I couldn’t sleep. I lay in my bed, knowing that I had to be up at a quarter to four to serve middle-class people from the suburbs their coffee. I had to get some rest. Besides, eight hours of class waited for me after work. I’d be a pathetic human by that point if I didn’t get any shut-eye.

Whenever this happens, or when I wake up without any clear cause, I assume that the Almighty wants to have some sort of conversation.

“God, are you there?”

I didn’t anticipate any audible answer, but waited. I could hear the lapse of each second by the tick of my watch on my desk. I rolled over. “If you’re around, you’re free to do what you want.” Still nothing. Maybe I had gas. Something internal like that had to have roused me from my sleep, because clearly, God was not there. I considered hitting the Tylenol PM, but I’d likely miss work or hit a parked car on the way if I did that.

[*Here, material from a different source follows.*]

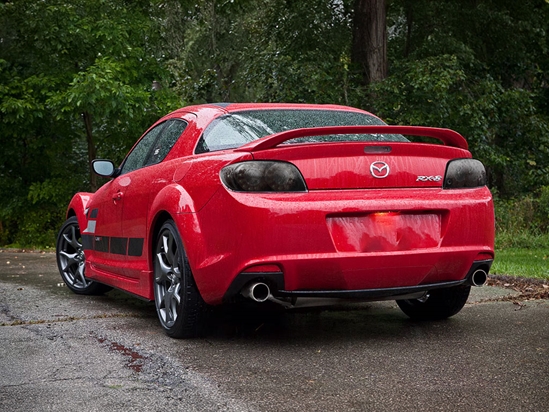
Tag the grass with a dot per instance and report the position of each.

★                    ★                    ★

It’s easy to confuse God’s silence with His absence. Perhaps it’s because He doesn’t have a body. It’d be creepy if a friend sat in your dark bedroom, silent, not letting you know they were there (been there- it truly was awful). But I think God occasionally does just that. David asked,

Where shall I go from your Spirit?
Or where shall I flee from your presence?

(Ps. 139:7, ESV)

Perhaps it isn’t so much a matter of God quietly sitting in on our little world as it is a matter of us never leaving His presence. But we’re simple and our discerning of His “voice” is easily one of the most concrete (though not quite) ways to experience this ubiquitousness.

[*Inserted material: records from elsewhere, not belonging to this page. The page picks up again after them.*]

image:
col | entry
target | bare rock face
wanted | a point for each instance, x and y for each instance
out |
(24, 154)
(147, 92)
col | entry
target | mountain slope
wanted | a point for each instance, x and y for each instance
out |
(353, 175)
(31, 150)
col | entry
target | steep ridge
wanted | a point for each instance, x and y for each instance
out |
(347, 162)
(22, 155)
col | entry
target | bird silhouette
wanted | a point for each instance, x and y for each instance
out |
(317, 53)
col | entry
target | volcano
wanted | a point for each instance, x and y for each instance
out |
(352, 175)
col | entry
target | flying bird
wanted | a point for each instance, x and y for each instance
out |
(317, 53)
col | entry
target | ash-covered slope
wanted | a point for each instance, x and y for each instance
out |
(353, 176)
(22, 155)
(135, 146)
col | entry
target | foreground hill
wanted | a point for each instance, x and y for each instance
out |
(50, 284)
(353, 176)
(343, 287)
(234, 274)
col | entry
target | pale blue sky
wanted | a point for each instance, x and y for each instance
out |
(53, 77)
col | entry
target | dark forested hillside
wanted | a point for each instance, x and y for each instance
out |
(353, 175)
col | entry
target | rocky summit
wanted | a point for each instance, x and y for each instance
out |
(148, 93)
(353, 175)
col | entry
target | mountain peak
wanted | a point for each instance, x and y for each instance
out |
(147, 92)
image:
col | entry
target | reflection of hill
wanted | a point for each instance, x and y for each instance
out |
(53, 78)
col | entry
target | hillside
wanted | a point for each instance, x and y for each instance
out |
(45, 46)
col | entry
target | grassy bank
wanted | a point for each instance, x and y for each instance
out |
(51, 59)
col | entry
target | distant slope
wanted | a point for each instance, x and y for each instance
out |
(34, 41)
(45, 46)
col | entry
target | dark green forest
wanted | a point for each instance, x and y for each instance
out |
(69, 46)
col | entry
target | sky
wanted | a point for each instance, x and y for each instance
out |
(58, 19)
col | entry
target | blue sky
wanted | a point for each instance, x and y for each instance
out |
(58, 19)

There’s a page in the Bible that divides the testaments. It represents four hundred years without a prophet- without God’s voice. But we can hardly believe that He’d taken a long vacation, or had simply chosen to step back from everything for centuries. It seems that if such were to happen, this place truly would fall apart. I’m not sure He could let Himself do anything like that. But that’s only speculation.

Regardless, think about this when you’re awake against your will at two in the morning and you’re asking God to talk to you. Consider Psalm 139 when you can’t hear what He has to say or it sounds like you aren’t getting a response to any of your prayers. Then pull your head out because you’re probably living in sin and that’s why you can’t hear Him (totally, mostly kidding-always).